Cancer is a diverse disease, with some tumors being more aggressive and more resistant to chemotherapy than others. Clinicians are eager to find novel diagnostic, prognostic, and treatment tools that will allow them to predict outcomes and treat patients in a more personalized way. The team believes their findings may contribute to this process.
Centrioles have been called the cell’s brain as they play crucial roles in cell multiplication, movement, and communication. Their number and size are highly controlled in normal cells. Since their discovery, more than one century ago, it has been proposed that an abnormal increase in the number of these structures may induce cancer.
Mónica Bettencourt-Dias, Ph.D., from the Instituto Gulbenkian de Ciência (IGC, Portugal), and colleagues investigated the incidence of centriole abnormalities in human cancer cells. The researchers analyzed a panel of 60 human cancer lines originating from nine distinct tissues. Their results showed that cancer cells often have extra and longer centrioles, which are absent in normal cells. Importantly, the research team observed that supernumerary centrioles are more prevalent in aggressive breast—e.g., triple-negative—and colon cancer. Also, the team discovered that longer centrioles are excessively active, which perturbs cell division and could favor cancer formation.

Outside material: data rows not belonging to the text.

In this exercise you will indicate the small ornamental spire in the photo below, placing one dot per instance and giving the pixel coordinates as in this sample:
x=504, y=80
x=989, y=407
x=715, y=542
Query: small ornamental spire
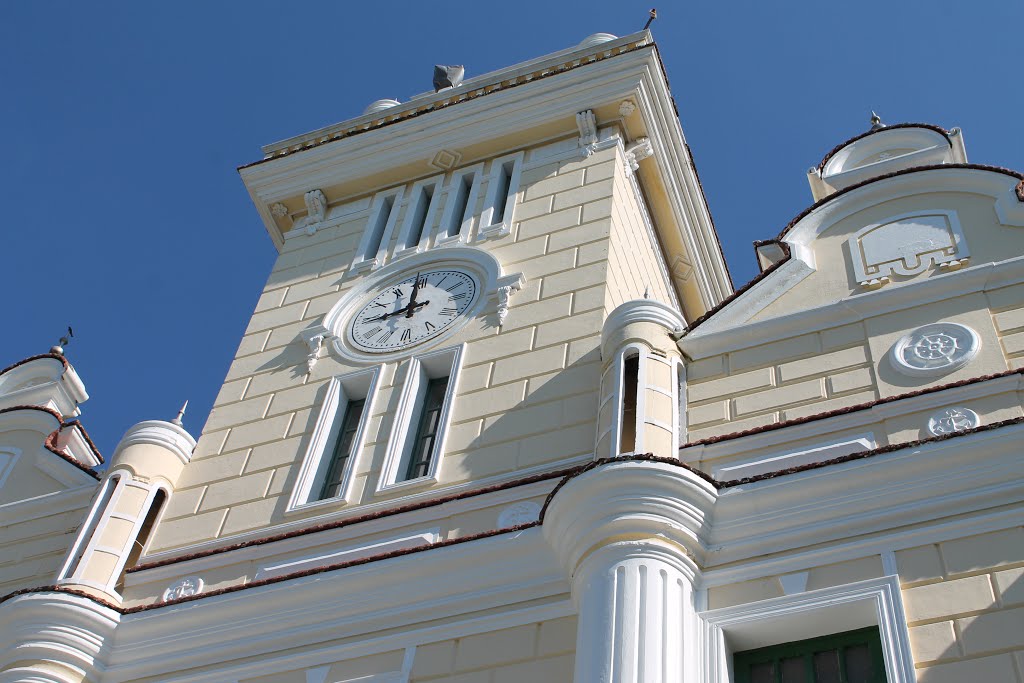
x=58, y=347
x=651, y=16
x=181, y=414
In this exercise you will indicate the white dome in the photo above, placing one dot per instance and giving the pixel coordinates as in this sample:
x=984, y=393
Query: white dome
x=381, y=104
x=596, y=39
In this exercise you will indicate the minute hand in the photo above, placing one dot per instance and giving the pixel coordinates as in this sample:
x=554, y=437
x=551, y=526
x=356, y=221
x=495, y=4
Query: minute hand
x=411, y=308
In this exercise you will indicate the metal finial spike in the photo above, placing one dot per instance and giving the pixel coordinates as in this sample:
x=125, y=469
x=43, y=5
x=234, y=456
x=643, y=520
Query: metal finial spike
x=181, y=414
x=58, y=347
x=651, y=16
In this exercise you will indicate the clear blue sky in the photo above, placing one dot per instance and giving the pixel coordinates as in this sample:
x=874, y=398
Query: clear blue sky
x=123, y=124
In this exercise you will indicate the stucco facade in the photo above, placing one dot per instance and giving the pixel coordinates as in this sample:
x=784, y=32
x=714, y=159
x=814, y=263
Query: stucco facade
x=595, y=462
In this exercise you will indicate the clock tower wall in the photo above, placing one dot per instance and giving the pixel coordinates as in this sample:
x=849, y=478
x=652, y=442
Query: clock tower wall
x=526, y=392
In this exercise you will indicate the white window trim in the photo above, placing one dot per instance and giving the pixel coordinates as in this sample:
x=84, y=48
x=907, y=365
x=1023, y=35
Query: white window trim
x=620, y=394
x=679, y=422
x=778, y=619
x=441, y=239
x=402, y=426
x=407, y=225
x=340, y=389
x=489, y=229
x=364, y=261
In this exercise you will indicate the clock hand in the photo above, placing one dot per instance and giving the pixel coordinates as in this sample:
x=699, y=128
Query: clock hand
x=412, y=297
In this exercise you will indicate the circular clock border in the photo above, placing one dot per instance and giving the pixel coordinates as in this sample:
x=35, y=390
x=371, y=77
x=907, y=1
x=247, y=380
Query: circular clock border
x=479, y=265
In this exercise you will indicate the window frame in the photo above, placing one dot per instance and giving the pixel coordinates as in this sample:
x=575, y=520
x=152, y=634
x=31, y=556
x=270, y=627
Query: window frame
x=807, y=648
x=870, y=602
x=420, y=370
x=489, y=228
x=341, y=389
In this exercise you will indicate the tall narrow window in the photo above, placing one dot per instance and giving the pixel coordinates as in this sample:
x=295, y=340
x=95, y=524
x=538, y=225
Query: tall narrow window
x=459, y=207
x=335, y=475
x=383, y=215
x=417, y=441
x=419, y=216
x=89, y=527
x=422, y=446
x=144, y=531
x=502, y=188
x=337, y=440
x=631, y=377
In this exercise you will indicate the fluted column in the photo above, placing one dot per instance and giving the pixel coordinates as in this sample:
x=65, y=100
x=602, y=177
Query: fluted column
x=635, y=601
x=629, y=534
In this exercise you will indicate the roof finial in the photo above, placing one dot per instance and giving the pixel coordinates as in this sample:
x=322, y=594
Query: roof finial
x=652, y=15
x=181, y=414
x=58, y=347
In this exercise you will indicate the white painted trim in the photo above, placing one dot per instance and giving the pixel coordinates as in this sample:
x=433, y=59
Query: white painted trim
x=443, y=237
x=489, y=229
x=778, y=620
x=341, y=390
x=381, y=525
x=318, y=559
x=419, y=370
x=710, y=340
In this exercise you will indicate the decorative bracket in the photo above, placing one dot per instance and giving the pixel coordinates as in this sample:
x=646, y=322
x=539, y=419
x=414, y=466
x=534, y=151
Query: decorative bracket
x=506, y=287
x=315, y=210
x=640, y=150
x=587, y=123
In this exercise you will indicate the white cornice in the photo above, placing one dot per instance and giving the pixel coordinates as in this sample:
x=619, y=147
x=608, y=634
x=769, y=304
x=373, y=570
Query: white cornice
x=704, y=342
x=157, y=432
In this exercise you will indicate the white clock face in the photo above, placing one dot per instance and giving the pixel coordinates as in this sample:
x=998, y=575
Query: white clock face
x=411, y=311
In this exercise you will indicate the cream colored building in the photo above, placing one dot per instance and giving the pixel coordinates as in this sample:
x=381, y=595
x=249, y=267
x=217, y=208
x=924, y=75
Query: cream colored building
x=499, y=416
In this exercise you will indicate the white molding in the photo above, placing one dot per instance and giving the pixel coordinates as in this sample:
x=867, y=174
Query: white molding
x=802, y=615
x=381, y=525
x=419, y=370
x=711, y=339
x=340, y=390
x=443, y=238
x=488, y=229
x=157, y=432
x=292, y=565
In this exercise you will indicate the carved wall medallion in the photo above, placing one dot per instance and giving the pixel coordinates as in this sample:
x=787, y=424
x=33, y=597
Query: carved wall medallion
x=445, y=160
x=183, y=588
x=952, y=420
x=935, y=349
x=907, y=246
x=519, y=513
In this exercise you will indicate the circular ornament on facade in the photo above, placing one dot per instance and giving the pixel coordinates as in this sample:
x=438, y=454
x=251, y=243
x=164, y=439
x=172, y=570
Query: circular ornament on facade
x=935, y=349
x=952, y=420
x=519, y=513
x=183, y=588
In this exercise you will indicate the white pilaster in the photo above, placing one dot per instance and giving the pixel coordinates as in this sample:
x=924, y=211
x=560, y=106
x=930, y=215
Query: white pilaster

“Our data confirm that the deregulated number and size of centrioles inside cells is associated with malignant features. This finding may help establishing centriole properties as a way of classifying tumors in order to establish prognosis and predict treatment response,” says Gaëlle Marteil, Ph.D., first author of the study and researcher at the Bettencourt-Dias laboratory.
“The cell lines that we analyzed are already well characterized in terms of genetic changes and resistance to therapeutics. We are pursuing our studies in collaboration with the teams of Nuno Barbosa-Morais, Ph.D., at the Instituto de Medicina Molecular, in Lisbon, and Joana Paredes, Ph.D., at I3S, in Porto, to explore new mechanisms and therapeutics that could target centrioles in cancer,” adds Dr. Bettencourt-Dias.